Huruf demi huruf, menjadi kata lalu dirangkai menjadi kalimat. Aku lancar berbicara. Membaca dan menulis, bukan hanya tentang alfabet dan angka. Tapi juga hijaiyah yang akan menjadi password menuju Syurga. Bagaimana jika aku tak bisa lolos menuju akhirat-Nya. Jika aku tak pandai berdoa pada Rabbana?

Sejak membuka netra, melihat ragam rupa dan warna. Ibu tak pernah bosan mengajak berbicara dan bertanya. Juga tak bosan mendengarku cerita yang tak penting untuk diuraikan. Tapi, ucapan ucapan yang begitu indah dilontarkannya, seakan menjadi doa dan nina bobo termerdu untuk didengar. Tak jemu, ibu menjelaskan dan kembali mengajarkan tentang apa yang kuingin tahu, sekali dua kali bertanya. Ibu tak pernah membentak. Dengan sabar, akan kembali menjelaskan.

Jika memang harus marah, karena aku tak jua mengerti. Tak faham dengan apa yang dikatakan. Ibu selalu membelai hangat, lalu meminta maaf. Karena Ibu tahu, aku tak akan pernah menjadi bodoh, jika aku mau mendengarkan lamat lamat kemudian. Lalu, kembali mengeja setiap faham dan makna, diiringi doa yang selalu dipanjatkan sebelum mengucapkan.

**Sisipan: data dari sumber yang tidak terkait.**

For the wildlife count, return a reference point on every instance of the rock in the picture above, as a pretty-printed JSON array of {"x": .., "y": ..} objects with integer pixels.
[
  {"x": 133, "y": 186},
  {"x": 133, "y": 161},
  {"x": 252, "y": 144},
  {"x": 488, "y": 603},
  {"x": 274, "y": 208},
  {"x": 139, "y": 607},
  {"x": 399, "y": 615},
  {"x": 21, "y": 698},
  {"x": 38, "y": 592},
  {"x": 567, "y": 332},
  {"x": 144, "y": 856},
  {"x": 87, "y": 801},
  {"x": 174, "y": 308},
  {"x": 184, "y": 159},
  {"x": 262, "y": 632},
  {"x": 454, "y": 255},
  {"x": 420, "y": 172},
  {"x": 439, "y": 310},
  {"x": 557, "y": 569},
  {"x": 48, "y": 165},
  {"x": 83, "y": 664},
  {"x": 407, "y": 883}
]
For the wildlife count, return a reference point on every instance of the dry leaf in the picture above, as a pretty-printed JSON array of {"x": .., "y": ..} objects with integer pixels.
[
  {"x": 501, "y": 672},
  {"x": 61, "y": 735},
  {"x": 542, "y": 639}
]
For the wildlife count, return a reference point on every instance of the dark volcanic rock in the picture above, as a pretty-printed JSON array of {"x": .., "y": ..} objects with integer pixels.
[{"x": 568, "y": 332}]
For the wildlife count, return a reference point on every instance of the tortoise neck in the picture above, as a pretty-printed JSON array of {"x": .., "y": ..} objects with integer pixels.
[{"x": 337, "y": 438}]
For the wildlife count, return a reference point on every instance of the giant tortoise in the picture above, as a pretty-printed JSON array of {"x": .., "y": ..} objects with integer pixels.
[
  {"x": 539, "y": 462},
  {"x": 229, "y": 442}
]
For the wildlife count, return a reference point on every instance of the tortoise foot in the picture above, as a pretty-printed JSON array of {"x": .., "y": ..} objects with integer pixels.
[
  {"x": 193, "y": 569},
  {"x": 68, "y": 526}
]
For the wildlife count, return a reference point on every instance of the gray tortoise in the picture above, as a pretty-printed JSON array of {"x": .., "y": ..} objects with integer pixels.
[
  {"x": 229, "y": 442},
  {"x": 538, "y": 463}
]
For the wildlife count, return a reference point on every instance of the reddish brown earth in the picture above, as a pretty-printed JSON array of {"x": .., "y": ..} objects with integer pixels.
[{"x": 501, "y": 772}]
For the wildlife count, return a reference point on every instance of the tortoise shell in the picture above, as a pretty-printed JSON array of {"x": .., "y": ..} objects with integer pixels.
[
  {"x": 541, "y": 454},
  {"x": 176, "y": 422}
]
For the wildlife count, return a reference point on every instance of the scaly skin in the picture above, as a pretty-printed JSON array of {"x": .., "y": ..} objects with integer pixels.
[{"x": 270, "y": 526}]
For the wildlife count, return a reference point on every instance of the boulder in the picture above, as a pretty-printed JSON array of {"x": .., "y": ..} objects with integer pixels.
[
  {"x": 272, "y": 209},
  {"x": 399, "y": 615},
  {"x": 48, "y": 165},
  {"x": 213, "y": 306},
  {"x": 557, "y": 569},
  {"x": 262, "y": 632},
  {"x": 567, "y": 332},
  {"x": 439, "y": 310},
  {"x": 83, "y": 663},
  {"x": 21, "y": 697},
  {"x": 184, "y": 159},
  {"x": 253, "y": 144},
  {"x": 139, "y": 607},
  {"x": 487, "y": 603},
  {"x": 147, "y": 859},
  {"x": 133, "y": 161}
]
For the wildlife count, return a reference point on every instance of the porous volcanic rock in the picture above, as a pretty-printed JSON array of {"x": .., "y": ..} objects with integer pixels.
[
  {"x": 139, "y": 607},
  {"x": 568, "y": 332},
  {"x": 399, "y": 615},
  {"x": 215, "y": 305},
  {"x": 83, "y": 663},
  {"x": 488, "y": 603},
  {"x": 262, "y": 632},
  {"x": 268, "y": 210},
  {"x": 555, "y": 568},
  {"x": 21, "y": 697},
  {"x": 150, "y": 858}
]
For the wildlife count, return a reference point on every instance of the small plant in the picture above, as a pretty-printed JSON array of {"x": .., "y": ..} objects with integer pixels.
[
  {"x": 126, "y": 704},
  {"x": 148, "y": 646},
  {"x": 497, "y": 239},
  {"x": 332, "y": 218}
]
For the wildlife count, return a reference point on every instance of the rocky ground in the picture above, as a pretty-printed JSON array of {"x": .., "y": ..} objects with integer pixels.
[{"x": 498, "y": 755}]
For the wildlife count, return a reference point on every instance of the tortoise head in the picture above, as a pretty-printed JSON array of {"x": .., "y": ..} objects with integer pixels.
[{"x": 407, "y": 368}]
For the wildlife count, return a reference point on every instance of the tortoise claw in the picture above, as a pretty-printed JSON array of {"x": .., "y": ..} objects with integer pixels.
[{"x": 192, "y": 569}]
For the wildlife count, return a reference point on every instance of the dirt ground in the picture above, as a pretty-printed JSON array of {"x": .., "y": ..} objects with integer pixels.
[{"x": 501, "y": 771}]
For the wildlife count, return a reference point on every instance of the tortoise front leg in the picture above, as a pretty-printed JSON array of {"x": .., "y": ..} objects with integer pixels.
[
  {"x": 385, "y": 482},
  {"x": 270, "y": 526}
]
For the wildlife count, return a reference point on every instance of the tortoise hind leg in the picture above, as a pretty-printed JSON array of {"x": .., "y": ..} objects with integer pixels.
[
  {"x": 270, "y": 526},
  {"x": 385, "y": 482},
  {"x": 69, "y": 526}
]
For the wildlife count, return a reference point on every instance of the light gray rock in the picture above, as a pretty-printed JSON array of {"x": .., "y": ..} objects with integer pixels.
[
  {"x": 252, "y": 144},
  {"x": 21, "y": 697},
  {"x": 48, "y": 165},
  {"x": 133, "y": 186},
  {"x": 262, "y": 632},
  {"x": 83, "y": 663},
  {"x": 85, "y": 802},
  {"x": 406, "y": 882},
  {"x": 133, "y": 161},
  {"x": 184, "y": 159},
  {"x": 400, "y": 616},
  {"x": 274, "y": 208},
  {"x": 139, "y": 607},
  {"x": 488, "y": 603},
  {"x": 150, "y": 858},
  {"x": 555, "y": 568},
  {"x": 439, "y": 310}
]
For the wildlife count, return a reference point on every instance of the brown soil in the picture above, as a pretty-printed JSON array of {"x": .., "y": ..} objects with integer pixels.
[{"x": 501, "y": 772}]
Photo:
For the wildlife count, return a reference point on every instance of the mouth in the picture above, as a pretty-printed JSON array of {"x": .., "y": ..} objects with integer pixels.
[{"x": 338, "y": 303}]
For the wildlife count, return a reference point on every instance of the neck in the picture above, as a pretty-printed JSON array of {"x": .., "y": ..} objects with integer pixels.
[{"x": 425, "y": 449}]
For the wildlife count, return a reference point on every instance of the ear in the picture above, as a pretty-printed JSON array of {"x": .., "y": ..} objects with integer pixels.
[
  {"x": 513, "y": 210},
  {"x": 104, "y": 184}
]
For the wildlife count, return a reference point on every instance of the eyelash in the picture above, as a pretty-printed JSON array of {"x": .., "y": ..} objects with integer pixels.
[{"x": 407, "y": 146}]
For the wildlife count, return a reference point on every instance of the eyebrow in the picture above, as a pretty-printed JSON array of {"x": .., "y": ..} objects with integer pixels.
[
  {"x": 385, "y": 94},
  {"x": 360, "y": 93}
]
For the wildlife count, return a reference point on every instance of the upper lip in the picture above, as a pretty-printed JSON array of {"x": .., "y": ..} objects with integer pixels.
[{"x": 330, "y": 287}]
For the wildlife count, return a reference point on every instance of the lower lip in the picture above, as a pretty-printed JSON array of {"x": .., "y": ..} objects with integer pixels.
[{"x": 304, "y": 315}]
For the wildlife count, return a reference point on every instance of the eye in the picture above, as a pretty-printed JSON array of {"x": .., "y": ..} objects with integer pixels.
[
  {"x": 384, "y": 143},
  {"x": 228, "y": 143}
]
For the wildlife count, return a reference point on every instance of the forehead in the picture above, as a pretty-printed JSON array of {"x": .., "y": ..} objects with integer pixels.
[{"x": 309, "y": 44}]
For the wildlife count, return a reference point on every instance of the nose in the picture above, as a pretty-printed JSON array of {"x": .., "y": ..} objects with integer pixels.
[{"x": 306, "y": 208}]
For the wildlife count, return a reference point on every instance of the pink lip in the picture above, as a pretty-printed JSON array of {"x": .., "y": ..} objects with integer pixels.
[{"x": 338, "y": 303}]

Pernah, suatu hari aku bertanya? “Dzikir khusus apa yang engkau dawamkan saat mengajarkanku, wahai Ibu?” Lalu, Ibu hanya tersenyum manis, menjadi sebuah jawaban. “Tidak ada, semua doa yang kulantunkan adalah doa doa kebaikan untukmu, anak anakku. Bukankah Allah Maha Mengetahui dan Maha Memahamkan kepada setiap hamba-Nya?” Ibu selalu mengatakan, bahwa Allah selalu memberi petunjuk bagi hamba-Nya yang berada dalam kesesatan. Wawajadaka dhlaallan, fahadaa; Allah menemukanmu dalam keadaan tersesat, lalu Dia memberikanmu petunjuk.

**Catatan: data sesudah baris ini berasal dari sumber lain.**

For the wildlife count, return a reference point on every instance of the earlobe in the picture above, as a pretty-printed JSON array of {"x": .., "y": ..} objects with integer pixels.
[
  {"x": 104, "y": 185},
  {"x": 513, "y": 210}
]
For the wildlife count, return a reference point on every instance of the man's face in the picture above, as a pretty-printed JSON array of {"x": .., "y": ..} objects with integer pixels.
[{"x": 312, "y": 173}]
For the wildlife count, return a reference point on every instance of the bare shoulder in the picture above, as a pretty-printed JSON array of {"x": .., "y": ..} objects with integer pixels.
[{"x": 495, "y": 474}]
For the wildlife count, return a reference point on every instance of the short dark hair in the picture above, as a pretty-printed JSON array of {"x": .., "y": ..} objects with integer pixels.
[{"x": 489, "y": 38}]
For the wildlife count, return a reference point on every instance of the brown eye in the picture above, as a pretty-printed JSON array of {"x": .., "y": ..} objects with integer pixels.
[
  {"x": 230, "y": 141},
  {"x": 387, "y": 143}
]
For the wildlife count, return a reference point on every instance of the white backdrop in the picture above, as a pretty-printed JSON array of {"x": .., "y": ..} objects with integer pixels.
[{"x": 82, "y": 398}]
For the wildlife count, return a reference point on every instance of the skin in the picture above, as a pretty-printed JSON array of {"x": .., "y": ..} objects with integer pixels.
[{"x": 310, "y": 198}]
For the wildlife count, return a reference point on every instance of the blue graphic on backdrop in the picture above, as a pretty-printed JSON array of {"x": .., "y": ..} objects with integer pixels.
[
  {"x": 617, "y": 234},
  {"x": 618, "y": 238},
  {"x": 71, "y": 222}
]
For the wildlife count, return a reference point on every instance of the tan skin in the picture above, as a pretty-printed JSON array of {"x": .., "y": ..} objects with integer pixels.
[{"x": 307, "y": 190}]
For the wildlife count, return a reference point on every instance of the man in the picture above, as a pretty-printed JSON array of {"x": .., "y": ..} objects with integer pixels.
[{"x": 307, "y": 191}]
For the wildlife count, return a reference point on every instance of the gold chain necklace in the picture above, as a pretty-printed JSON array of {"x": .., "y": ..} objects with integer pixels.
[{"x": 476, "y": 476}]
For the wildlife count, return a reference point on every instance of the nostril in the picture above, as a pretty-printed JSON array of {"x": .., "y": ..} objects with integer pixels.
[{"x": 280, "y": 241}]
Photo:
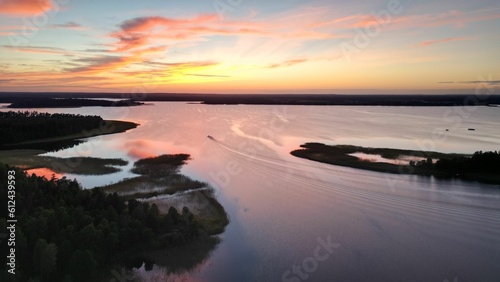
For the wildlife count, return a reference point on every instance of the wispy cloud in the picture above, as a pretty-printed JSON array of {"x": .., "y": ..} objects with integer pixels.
[
  {"x": 24, "y": 7},
  {"x": 488, "y": 82},
  {"x": 38, "y": 49},
  {"x": 68, "y": 25},
  {"x": 287, "y": 63},
  {"x": 444, "y": 40}
]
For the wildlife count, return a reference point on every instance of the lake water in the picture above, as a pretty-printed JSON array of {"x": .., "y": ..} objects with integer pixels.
[{"x": 380, "y": 227}]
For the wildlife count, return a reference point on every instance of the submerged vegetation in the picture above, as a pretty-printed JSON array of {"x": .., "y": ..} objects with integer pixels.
[
  {"x": 160, "y": 179},
  {"x": 34, "y": 130},
  {"x": 481, "y": 166},
  {"x": 65, "y": 233}
]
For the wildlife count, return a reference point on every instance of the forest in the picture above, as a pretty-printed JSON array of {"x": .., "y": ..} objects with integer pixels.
[
  {"x": 71, "y": 103},
  {"x": 65, "y": 233},
  {"x": 25, "y": 126},
  {"x": 479, "y": 162}
]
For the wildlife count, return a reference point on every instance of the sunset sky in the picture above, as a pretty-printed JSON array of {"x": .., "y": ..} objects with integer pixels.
[{"x": 250, "y": 46}]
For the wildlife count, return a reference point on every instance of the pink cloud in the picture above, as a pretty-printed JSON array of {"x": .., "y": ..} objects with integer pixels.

Jadi, ketika saat ini semua orang menanyakan tentang resep dan rumus terbaikku saat belajar? Aku tak pernah punya apa apa untuk bisa kubagikan. Aku hanya menyarankan untuk bertanya pada Ibuku. Bahkan Ibuku sendiri, sebenarnya selalu jujur, bahwa tak pernah ada kurikulum yang disusun untuk bisa menjadikan anak – anaknya sempurna dan mencapai keberhasilan seperti saat ini. Ibu tak pernah membuat suatu program tertulis untuk bisa mendidik, membimbing, mengajar dan bisa menemaniku hingga tumbuh kembangku saat ini. Ibu hanya bilang, Ibu tak pernah berhenti meminta petunjuk dan berdoa kepada Allah, agar selalu diberi karunia terbaik dalam hidup, dan itu dengan wujud anak anak shalih dan shalihah kelak, dan akhirnya selalu bisa menjadi amalan yang tak pernah terputus di akhirat.

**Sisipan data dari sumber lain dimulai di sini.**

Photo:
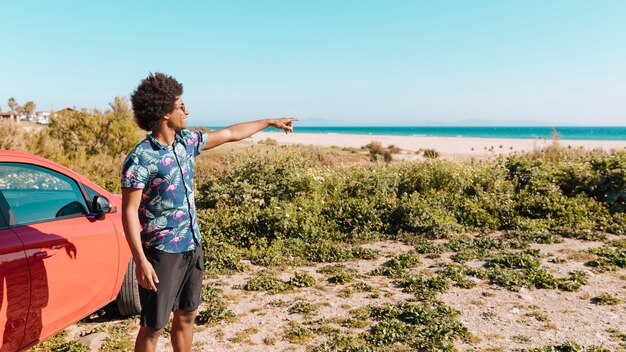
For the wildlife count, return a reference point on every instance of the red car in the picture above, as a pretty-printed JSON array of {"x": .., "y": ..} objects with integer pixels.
[{"x": 63, "y": 254}]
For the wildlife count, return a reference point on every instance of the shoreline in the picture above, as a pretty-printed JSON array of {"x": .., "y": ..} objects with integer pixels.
[{"x": 447, "y": 146}]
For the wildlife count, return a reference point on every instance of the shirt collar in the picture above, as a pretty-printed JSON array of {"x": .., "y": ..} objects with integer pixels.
[{"x": 158, "y": 145}]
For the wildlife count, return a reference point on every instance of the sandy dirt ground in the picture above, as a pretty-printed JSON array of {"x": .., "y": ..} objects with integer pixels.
[{"x": 498, "y": 319}]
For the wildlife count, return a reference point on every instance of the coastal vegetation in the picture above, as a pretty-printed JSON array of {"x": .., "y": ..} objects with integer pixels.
[{"x": 266, "y": 209}]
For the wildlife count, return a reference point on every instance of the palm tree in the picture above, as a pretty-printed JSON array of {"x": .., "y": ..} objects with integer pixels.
[
  {"x": 29, "y": 109},
  {"x": 13, "y": 106}
]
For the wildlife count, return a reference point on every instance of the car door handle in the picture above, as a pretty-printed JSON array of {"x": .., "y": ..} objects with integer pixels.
[{"x": 45, "y": 254}]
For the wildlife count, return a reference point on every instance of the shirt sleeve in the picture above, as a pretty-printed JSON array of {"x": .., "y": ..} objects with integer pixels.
[
  {"x": 201, "y": 139},
  {"x": 134, "y": 174}
]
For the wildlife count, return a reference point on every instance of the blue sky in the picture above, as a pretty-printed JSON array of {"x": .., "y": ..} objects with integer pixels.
[{"x": 328, "y": 62}]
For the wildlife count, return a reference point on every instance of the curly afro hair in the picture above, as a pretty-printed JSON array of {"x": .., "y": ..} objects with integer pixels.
[{"x": 154, "y": 98}]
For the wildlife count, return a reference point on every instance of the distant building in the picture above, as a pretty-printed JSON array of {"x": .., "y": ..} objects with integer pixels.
[
  {"x": 43, "y": 117},
  {"x": 7, "y": 115}
]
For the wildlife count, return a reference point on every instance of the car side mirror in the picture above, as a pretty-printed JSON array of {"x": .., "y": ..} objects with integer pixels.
[{"x": 101, "y": 206}]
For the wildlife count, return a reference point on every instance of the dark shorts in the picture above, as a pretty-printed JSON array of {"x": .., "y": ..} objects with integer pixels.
[{"x": 179, "y": 288}]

Ibu, memang selamanya menjadi sekolah pertama. Ibu memang tak pernah duduk di bangku perkuliahan seperti anak anaknya saat ini, tak pernah bergelar sarjana, dokter, profesor, ataupun gelar terbaik yang dimiliki akademisi lain. Tapi ilmu yang diajarkan, dialirkan adalah ilmu yang tak akan pernah bisa digantikan posisinya meski oleh profesor atau guru besar lainnya.

Ibu tak hanya membangun sekolah dasar, menengah dan universitas seperti yang pernah kuhabiskan masa untuk menuntut ilmu di dalamnya. Ibu, membangun universitas kehidupan sejak lahir dan akan menjadi pedoman di masa depan. Bukan kitab, jurnal, tesis, disertasi yang menjadi materi pelajaran dan kuliah. Ibu hanya berpegang Al Quran dan Sunnah untuk diajarkan pada anak anaknya. Memang bukan hanya kamu menjadi apa dan siapa di masa yang akan datang. Tetapi, Ibu selalu mengajarkan untuk selalu kembalilah pada Tuhanmu, hormatilah Abah dan Ibumu. Itu jauh lebih hebat dari titel yang kamu sandang meski Abah dan Ibu tak bisa menyaksikanmu di masa depan.

Terima Kasih, Abah dan Ibu.

Abah, yang selalu melindungi, mendekap dengan kasih sayang yang sangat lengkap. Ibu, yang selalu menjadi sumber dan pusat dari segala sesuatu yang ada di dunia yang kian berputar.

Jagalah kedua orang tua kami. Orang yang kini berada di sekitar kita, boleh menjauh dan tak lagi ingin bersama. Tapi jangan orang tua kita. Nanti dunia berhenti berputar.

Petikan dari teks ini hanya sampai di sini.